ATHENS – Suggesting it could be an alternative to a new name deal for the Former Yugoslav Republic of Macedonia (FYROM) that anti-nationalist Prime Minister and Radical Left SYRIZA leader Alexis Tsipras made, Defense Minister Panos Kammenos said he wants a defense pact linking Greece with Albania, FYROM, Bulgaria and eventually Serbia.
Kammenos, leader of the pro-austerity, marginal, jingoistic Independent Greeks (ANEL) who are SYRIZA’s junior coalition partner, opposes the deal to let FYROM be called North Macedonia – keeping the name of an ancient abutting Greek province – and which would open the door to NATO and European Union accession talks.
The agreement got the support of 91.5 percent of FYROM voters in a Sept. 30 referendum but te paltry turnout of 36.5 percent, which came after opponents called for a boycott, led the country’s election commission to say it was invalid.
FYROM Premier Zoran Zaev, however, said he took it as a mandate and now must convince Parliament, needing a two-thirds majority where he was reportedly seven votes short, to ratify the deal and change the Constitution to remove irredentist claims on Greek lands, including tahe real Macedonia and second-largest city and major port of Thessaloniki.
During a meeting with Wess Mitchell, US Assistant Secretary of State for European and Eurasian Affairs, at the US State Department, Kammenos proposed the mini-Balkan defense pact, said Kathimerini, with no word on how it was received.
Kammenos said the arrangement would stave off Russia interests in the Balkans, which the US wants.
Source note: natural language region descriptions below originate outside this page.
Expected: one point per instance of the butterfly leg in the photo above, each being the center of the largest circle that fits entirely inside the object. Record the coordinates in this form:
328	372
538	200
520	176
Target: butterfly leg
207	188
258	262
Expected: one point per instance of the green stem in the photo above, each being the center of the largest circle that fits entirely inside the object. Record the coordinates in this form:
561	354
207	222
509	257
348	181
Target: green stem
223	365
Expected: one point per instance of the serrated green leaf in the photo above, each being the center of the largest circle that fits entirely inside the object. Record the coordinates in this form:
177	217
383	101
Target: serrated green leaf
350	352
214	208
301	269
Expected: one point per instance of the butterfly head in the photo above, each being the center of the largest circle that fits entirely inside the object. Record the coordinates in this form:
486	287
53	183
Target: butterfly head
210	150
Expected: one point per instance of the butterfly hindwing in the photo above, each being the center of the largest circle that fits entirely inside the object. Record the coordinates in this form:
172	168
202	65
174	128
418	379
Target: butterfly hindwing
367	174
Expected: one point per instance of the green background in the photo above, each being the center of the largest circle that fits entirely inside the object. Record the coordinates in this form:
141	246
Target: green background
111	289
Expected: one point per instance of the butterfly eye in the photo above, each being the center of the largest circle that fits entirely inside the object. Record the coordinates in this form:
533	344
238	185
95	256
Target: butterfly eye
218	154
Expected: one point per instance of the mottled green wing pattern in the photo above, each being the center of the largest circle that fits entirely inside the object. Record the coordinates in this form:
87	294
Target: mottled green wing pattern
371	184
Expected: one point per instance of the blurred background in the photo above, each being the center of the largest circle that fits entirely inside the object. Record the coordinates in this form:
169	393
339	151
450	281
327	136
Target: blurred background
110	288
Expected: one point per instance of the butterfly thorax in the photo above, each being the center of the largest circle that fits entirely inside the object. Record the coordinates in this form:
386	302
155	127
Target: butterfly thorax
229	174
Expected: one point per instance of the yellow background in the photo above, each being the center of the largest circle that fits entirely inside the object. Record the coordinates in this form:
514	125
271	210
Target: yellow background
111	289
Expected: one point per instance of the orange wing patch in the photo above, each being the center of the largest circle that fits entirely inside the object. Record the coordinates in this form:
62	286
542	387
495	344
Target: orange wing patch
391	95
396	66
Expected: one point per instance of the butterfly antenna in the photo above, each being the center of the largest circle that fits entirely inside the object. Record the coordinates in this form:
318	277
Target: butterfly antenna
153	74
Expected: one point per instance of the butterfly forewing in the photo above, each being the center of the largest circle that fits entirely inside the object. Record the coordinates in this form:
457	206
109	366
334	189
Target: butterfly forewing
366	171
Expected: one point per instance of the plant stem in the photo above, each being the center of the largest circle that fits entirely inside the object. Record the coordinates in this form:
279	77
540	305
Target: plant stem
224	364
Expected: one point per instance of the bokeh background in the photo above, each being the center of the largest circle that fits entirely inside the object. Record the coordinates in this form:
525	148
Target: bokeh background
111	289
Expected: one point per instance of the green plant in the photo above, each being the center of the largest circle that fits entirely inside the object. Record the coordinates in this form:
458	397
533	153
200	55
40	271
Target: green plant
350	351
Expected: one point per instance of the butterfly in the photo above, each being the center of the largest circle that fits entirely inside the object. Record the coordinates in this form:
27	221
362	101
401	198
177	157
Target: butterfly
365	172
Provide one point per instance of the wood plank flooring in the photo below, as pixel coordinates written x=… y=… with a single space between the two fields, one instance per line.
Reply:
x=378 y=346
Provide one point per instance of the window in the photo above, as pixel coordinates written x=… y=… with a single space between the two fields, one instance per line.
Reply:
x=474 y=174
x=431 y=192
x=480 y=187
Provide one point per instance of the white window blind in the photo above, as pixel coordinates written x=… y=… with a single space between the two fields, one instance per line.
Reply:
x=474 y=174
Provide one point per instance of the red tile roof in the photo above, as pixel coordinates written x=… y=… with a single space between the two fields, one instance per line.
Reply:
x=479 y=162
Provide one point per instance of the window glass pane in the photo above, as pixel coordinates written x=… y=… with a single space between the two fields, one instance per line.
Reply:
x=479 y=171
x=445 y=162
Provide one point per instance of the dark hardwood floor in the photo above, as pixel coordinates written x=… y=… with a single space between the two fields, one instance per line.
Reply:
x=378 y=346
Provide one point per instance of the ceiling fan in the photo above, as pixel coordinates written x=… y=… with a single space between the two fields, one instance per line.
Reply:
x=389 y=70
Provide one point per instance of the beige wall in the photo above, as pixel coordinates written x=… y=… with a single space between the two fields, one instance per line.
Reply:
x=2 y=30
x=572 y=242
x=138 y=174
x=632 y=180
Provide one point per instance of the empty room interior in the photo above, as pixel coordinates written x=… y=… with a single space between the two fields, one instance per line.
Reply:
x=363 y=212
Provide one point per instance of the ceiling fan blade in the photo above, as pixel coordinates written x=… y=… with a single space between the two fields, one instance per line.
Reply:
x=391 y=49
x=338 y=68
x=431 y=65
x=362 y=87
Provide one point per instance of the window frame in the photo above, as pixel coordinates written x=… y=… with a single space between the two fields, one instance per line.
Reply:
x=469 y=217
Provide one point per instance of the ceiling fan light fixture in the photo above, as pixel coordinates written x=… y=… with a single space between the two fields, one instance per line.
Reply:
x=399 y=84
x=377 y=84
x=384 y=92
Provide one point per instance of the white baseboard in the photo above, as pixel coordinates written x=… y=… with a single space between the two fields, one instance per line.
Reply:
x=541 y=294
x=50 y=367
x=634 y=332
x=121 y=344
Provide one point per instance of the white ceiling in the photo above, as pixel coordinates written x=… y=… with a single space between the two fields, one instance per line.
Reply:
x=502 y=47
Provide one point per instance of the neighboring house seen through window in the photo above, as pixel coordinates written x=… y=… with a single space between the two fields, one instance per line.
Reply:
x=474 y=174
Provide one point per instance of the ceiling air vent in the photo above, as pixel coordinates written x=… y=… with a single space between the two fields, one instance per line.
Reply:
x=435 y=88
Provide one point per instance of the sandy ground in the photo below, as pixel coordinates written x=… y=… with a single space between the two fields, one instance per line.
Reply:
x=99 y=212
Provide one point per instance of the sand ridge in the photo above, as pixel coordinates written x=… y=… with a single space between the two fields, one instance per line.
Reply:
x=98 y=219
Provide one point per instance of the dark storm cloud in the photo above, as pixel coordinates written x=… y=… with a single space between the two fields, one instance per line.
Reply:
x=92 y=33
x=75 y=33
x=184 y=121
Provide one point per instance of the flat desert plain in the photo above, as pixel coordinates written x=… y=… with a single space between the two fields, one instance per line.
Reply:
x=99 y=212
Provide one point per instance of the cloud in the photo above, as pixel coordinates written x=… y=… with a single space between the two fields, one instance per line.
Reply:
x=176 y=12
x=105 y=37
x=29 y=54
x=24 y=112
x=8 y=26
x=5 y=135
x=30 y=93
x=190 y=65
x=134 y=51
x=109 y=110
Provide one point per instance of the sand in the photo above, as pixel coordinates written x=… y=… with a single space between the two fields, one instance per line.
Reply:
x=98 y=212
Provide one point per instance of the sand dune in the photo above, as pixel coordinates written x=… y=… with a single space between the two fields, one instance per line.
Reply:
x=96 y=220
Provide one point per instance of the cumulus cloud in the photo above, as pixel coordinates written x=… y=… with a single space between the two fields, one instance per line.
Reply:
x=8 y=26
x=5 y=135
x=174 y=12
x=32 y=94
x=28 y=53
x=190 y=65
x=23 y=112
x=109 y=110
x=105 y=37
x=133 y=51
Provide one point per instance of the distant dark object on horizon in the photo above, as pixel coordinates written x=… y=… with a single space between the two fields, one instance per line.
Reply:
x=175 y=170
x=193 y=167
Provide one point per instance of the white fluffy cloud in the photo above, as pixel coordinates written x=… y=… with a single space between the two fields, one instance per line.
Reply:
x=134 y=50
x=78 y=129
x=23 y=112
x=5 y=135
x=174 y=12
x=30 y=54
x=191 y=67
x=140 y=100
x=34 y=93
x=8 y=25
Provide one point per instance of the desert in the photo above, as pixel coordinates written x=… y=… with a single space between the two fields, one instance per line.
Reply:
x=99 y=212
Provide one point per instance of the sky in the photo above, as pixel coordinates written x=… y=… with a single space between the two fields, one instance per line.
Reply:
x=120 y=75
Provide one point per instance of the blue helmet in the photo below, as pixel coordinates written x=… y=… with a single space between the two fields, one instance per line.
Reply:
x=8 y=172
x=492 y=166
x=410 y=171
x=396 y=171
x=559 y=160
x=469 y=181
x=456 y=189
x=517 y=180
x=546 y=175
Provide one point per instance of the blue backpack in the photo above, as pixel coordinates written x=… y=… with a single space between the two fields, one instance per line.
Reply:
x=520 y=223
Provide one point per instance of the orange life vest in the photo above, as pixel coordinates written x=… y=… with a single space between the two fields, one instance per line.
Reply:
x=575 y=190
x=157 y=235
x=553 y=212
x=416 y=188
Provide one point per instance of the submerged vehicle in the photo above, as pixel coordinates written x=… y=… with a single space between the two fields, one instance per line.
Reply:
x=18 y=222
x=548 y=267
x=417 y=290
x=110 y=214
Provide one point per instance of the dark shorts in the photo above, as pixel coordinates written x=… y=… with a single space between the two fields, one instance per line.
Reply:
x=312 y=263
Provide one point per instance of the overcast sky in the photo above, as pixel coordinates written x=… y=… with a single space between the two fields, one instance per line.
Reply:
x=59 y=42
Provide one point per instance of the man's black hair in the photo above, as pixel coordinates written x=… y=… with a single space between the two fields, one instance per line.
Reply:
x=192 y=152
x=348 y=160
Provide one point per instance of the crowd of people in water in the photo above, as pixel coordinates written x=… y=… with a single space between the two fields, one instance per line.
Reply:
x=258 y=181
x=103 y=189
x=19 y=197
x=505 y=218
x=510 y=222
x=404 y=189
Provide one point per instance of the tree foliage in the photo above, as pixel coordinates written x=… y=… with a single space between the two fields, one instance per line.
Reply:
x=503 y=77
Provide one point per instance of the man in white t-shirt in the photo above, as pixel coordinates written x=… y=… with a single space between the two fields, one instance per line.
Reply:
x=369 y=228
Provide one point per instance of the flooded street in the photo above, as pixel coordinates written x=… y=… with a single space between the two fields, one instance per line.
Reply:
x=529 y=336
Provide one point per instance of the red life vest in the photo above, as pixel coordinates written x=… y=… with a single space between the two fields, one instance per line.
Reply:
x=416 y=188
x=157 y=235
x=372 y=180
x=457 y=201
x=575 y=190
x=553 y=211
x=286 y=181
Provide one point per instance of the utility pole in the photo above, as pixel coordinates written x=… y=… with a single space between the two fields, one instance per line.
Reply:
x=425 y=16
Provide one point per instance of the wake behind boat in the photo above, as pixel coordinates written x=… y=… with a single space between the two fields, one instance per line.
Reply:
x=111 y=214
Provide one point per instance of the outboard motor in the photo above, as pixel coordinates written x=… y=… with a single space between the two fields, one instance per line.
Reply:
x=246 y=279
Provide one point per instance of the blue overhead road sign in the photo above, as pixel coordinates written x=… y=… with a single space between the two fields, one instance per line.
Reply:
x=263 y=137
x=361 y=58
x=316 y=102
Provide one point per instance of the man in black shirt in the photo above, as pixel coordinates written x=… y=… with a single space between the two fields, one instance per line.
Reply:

The name deal was struck with the help of UN envoy Matthew Nimetz, an American lawyer who had failed for two decades to find a solution but this year resumed talks after a three-year break amid speculation the US wanted to get what would be North Macedonia into NATO.
Kammenos couldn’t even get the support of the government he serves with Alternate Foreign Minister Giorgos Katrougalos saying the idea was a no-go.